Paper, Tags: #nlp, #datasets
BERT's peak performance on the Argument Reasoning Comprehension Task reaches just three points below the average untrained human baseline. In this paper we show that this result is entirely accounted for by exploitation of spurious statistical clues in the dataset. We analyze these cues and demonstrate that a range of models all exploit them
Our adversarial dataset provides a more robust assessment of argument comprehension and should be adopted as the standard in future work.
This is the task of determining argumentative structure in natural language, which text segments represent claims, and which comprise reason that support or attack those claims. Even for humans, it is difficult to determine when two text segments stand in argumentative relation.
One approach to the problem is focusing on warrants, a form of world knowledge that permits inferences.
(1) It is raining, therefore (2) you should take an umbrella.
The warrant (3) 'it is bd to get wet' could license this inference. Knowing (3) facilitates drawing the inferential connection between (1) and (2). However, warrants are often left implicit. Machine learners must reason with warrants, and first discover them.
- Claim: Google is not a harmful monopoly
- Reason: People can choose not to use Google
- Warrant: Other search engines don't redirect to Google
- Alternative: All other search engines redirect to Google
Results:
- Reason + and since + Warrant -> Claim
- Reason + but since + Alternative -> !Claim
The inference form R and A to !C is by design.
The Argument Reasoning Comprehension Task (ARCT) defers the problem of discovering warrants and focuses on inference. An argument is provided, comprising a claim C and reason R. The task is to pick the correct warrant W over a distractor, an alternative warrant A. The alternative is written such that R & A -> !C.
Even supplying warrants, learners still need to rely on further world knowledge. In the example before, it's necessary to know how consumer choice and web re-directs relate to the concept of monopoly, and that Google is a search engine.
All but one participating system in the shared task could not exceed 60% accuracy (on binary classification).
Therefore, it is surprising that BERT achieves 77% test set accuracy, only 3 points below the average (untrained) human baseline. It doesn't seem reasonable to expect it to perform so well without world knowledge.

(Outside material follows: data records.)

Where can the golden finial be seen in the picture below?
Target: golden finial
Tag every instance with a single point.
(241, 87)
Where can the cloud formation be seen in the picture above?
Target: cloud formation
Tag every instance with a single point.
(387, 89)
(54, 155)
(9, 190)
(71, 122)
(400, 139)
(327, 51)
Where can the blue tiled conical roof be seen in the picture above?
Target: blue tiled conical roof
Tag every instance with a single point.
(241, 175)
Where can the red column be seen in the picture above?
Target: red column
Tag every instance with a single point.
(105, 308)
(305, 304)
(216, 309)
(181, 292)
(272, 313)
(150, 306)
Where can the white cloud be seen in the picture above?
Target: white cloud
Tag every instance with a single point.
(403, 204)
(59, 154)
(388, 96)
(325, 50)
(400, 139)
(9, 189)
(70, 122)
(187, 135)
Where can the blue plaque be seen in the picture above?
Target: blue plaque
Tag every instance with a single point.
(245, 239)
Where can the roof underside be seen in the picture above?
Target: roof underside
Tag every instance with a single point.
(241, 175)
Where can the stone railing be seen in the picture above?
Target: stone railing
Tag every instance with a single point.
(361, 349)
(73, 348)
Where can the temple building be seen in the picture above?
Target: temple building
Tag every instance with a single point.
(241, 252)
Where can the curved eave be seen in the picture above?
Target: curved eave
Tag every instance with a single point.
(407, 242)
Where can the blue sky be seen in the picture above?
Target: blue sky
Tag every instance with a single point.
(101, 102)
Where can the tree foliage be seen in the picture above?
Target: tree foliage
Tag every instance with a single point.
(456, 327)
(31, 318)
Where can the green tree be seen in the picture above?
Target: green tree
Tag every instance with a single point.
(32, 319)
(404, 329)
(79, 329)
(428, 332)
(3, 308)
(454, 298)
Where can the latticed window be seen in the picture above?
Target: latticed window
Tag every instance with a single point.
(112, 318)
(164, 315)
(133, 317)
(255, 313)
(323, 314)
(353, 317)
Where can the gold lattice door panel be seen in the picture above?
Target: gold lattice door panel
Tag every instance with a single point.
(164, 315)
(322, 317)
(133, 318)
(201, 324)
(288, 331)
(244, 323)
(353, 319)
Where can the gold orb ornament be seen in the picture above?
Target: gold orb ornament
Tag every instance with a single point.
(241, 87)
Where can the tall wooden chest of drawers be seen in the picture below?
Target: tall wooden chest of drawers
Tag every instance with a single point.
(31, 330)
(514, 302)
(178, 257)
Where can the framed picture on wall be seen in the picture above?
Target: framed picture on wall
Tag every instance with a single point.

What has BERT learned about argument comprehension?
BERT exploits the presence of cue words in the warrant, especially not. We demonstrate that BERT's surprising performance can be entirely accounted for in terms of exploiting spurious statistical cues.
Since R & A -> !C, we can add a copy of each data point with the claim negated and the label inverted. The distribution of the statistical cues in the warrants is mirrored over both labels, eliminating the signal. On this adversarial dataset all models perform randomly, with BERT achieving a maximum test set accuracy of 53%.
The adversarial dataset therefore provides a more robust evaluation of argument comprehension and should be adopted as the standard in future work on this dataset.
The major source of spurious statistical cues in ARCT comes from uneven distributions of linguistic artifacts over the warrants, and therefore over the labels.
The productivity and coverage (formulas in paper) of the strongest unigram cue was for not, followed by 'is', 'do', and 'are'. Bigrams occurring with not, 'will not', 'cannot', were also found to be highly productive.
Given R & A -> !C, we can negate the claim and invert the label for each data point. The adversarial examples are then combined with the original data, eliminating the problem by mirroring the distributions of cues around both labels.
- First experimental setup: models trained and validated on the original data were evaluated on the adversarial set. All results were worse than random due to overfitting the cues in the original data set.
- Second experimental setup: models trained from scratch on adversarial training and val sets, then evaluated on the adversarial test set. BERT's peak performance is reduced to 53%.
The adversarial dataset has successfully eliminated the clues as expected, providing a more robust evaluation of machine argument comprehension.
With little to no understanding about the reailty underlying these arguments, good performance shouldn't be feasible.